Subhadra is an educator at the Blue Gum Community School in Canberra, the puzzle’s home for the past 10 years. Puzzles are notoriously difficult and expensive to produce. Too often when pieces go missing they are considered useless and are thrown away – a child’s sense of achievement is diminished when a puzzle can’t be completed. Subhadra has been challenging this notion, asking the children, aged three to five, how they can continue to use the puzzle despite it missing several parts. When deciding to submit the puzzle to Object Therapy, there were many ideas from the children. Perhaps the puzzle could be turned into a coat, or its own world. Or maybe the puzzle could be turned into a new game without the confines of the frame.

In repairing the object, Daniel and Emma leapt directly from this line of thought.
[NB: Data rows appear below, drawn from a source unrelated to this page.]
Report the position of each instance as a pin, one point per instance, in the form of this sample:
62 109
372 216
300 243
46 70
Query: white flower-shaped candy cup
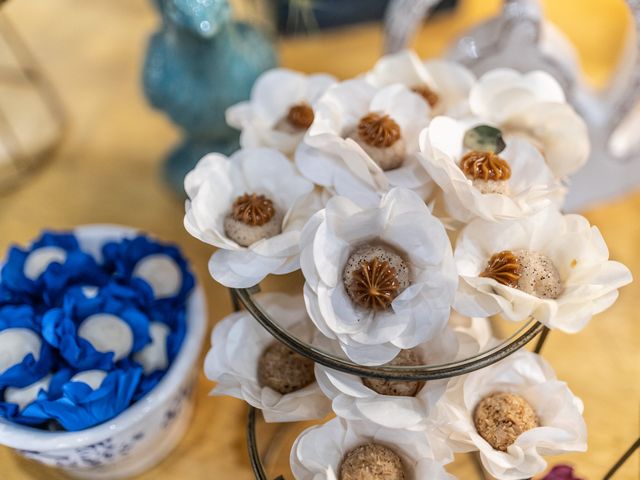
450 81
562 428
578 251
318 452
533 106
273 94
213 186
420 312
238 342
331 159
532 185
353 400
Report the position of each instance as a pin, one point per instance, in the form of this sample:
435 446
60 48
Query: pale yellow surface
108 172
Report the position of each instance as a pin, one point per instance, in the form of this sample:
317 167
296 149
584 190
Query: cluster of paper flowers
418 201
86 332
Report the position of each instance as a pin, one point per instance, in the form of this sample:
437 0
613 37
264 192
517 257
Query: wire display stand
243 298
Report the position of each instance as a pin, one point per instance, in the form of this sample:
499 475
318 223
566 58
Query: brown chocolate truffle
300 116
284 370
501 417
380 137
397 388
374 275
488 172
529 271
253 217
372 461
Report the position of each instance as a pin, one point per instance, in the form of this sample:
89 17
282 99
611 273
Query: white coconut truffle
491 186
387 158
107 333
372 461
538 275
500 418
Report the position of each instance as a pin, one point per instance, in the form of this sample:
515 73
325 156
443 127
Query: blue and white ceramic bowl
146 432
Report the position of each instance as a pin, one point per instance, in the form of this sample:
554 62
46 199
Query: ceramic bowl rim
32 439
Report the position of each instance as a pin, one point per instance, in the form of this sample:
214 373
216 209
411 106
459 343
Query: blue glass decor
198 63
83 338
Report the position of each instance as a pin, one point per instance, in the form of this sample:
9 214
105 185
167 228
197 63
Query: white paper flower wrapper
318 452
417 314
526 374
533 106
353 400
532 186
330 159
212 187
273 94
450 81
591 281
237 344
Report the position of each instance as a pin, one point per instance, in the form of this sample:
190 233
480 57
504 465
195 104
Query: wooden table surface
108 170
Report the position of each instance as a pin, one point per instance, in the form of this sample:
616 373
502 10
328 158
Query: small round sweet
38 261
93 378
387 158
500 418
25 395
284 370
300 116
381 138
246 235
16 344
374 275
162 273
538 275
252 218
154 356
372 461
397 388
500 187
107 333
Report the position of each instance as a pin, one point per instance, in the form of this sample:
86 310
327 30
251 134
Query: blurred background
80 144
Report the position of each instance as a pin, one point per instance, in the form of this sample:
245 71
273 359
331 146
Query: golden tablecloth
107 172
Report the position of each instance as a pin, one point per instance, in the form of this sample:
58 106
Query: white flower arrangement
280 109
531 185
388 403
235 368
412 241
319 452
584 280
444 85
420 202
533 106
364 141
270 187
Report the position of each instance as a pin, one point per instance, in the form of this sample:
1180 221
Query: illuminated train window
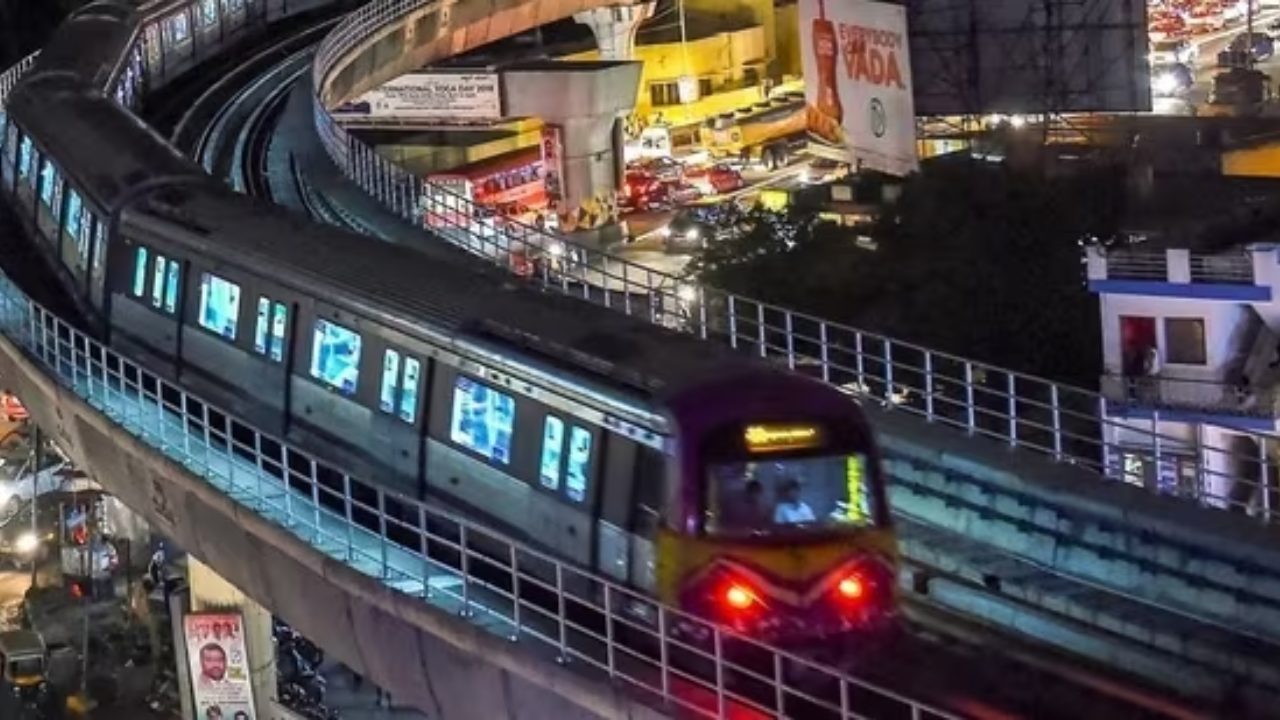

They removed the puzzle from the frame and transformed it into a memory game titled ‘Memory Memory’. They refurbished the pieces, making them look new again, an approach that is a commentary on why we buy things for that 'new' feeling.

Design Repairers: Daniel Emma

Adelaide based Daniel To and Emma Aiston established the design studio Daniel Emma in 2008, to enable them to express their thoughts through industrial design. The studio works on a large variety of projects, ranging from desk objects to installations. Daniel Emma look to create the unexpected from simple objects using simple forms, drawing influence and insight from the diverse culture that Australia presents us with. Their designs aim to be ‘just nice’.